Watching this series is like having a window into time.
If only Amazon had more episodes! I'll be turning off my cable TV this weekend, and switching to watching Amazon streaming TV. I found that even if I paid Amazon for everything I usually watch, it would be hundreds of dollars less per year than I'm paying now for cable TV. The downside seems to be that I'll have to wait for some of the episodes to be available on Amazon.
But, sometimes they're on Amazon before they are on TV in the US (as was the case with Downton Abbey).
But anyway, if you aren't patient to wait for new episodes, you might want to bookmark this series and watch it later when all the episodes are available to watch in a row. But don't forget it! It's worth watching!
(Update! I just looked, and since last week Amazon has added a few episodes.
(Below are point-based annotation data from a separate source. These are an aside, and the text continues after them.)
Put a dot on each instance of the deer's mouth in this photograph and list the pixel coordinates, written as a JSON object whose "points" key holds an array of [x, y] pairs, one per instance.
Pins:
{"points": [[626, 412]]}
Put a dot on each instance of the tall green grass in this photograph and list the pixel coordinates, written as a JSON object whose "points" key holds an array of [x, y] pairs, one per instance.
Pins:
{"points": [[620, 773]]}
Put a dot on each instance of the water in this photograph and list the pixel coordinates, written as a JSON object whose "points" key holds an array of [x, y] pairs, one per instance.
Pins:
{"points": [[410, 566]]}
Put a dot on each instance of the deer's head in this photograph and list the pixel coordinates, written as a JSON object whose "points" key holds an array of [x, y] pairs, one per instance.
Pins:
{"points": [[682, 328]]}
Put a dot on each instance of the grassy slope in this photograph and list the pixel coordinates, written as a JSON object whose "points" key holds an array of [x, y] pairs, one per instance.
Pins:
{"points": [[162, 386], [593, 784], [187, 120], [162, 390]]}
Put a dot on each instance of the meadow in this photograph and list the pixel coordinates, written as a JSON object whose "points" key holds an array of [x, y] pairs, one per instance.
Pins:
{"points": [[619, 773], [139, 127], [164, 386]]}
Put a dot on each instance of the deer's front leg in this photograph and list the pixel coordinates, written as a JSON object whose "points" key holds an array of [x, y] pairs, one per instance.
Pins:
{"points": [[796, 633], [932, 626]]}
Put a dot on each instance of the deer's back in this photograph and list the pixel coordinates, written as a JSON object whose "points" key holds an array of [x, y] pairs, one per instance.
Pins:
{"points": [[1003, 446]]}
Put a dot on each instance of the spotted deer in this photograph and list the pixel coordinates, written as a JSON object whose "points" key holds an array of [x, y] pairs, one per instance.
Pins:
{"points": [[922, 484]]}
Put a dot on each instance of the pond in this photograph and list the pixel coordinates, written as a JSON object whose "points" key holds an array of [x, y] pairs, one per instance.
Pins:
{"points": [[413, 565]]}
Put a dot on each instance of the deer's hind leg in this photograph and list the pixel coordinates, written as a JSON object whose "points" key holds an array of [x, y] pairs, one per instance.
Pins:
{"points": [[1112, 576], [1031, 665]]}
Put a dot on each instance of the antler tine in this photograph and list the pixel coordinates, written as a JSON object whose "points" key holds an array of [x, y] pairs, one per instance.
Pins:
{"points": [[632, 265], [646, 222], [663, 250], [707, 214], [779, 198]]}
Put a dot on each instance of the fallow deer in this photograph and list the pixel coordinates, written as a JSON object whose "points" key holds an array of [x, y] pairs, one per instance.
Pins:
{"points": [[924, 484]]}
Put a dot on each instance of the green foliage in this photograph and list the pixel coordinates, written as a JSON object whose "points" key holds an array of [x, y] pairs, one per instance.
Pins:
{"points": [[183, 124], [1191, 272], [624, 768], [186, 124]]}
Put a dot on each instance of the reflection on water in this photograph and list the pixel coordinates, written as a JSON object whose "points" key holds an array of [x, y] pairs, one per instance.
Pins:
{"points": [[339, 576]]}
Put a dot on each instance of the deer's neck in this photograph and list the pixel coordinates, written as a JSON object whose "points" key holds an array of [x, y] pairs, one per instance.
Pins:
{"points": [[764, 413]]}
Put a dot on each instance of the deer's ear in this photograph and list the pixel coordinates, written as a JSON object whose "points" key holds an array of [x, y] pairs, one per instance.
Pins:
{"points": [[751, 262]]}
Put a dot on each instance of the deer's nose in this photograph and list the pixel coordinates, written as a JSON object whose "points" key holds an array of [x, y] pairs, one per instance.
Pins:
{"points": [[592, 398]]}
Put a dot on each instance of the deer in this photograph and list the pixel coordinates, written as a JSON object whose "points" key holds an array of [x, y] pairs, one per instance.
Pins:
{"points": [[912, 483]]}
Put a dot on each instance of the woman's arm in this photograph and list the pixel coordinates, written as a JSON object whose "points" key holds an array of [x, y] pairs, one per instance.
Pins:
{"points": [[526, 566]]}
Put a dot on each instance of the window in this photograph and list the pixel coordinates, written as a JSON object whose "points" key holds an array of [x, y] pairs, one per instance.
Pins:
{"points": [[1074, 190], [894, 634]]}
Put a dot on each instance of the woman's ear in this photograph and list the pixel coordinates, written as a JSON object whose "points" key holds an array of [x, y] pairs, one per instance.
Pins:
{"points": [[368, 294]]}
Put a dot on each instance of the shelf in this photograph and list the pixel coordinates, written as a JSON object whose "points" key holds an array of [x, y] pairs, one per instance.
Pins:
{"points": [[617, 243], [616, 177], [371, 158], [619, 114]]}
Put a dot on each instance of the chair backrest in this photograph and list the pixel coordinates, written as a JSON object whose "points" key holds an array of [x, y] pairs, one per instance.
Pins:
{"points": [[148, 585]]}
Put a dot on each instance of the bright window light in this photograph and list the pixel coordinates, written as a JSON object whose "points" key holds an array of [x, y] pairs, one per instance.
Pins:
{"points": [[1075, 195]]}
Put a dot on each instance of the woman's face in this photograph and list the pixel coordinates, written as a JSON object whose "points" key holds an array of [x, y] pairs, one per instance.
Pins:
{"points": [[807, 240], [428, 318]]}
Now they have up to episode 4!)
All of the other characters deepen and grow throughout the series. But, Mr. Selfridge, himself, is enigmatic and a dreamer, who believes he can do it no matter what.
I was ecstatic when I found I can watch the whole miniseries with my Prime membership. In the meantime, hubby can watch his shows on our TV. Now that I've cut cable, even more than before, I will be spending time watching this again.
While I know, from research I've done, that the show wasn't true to the real life of Mr. Selfridge, I still enjoy the version that is represented, and it is pretty close to the truth.
I will buy the seasons, separately, so I can watch the DVD's on my TV. That is how much I like this show. I don't buy DVD's that often as I hardly ever watch them unless I really like a movie or show. So, that, in itself, says something about Mr. Selfridge.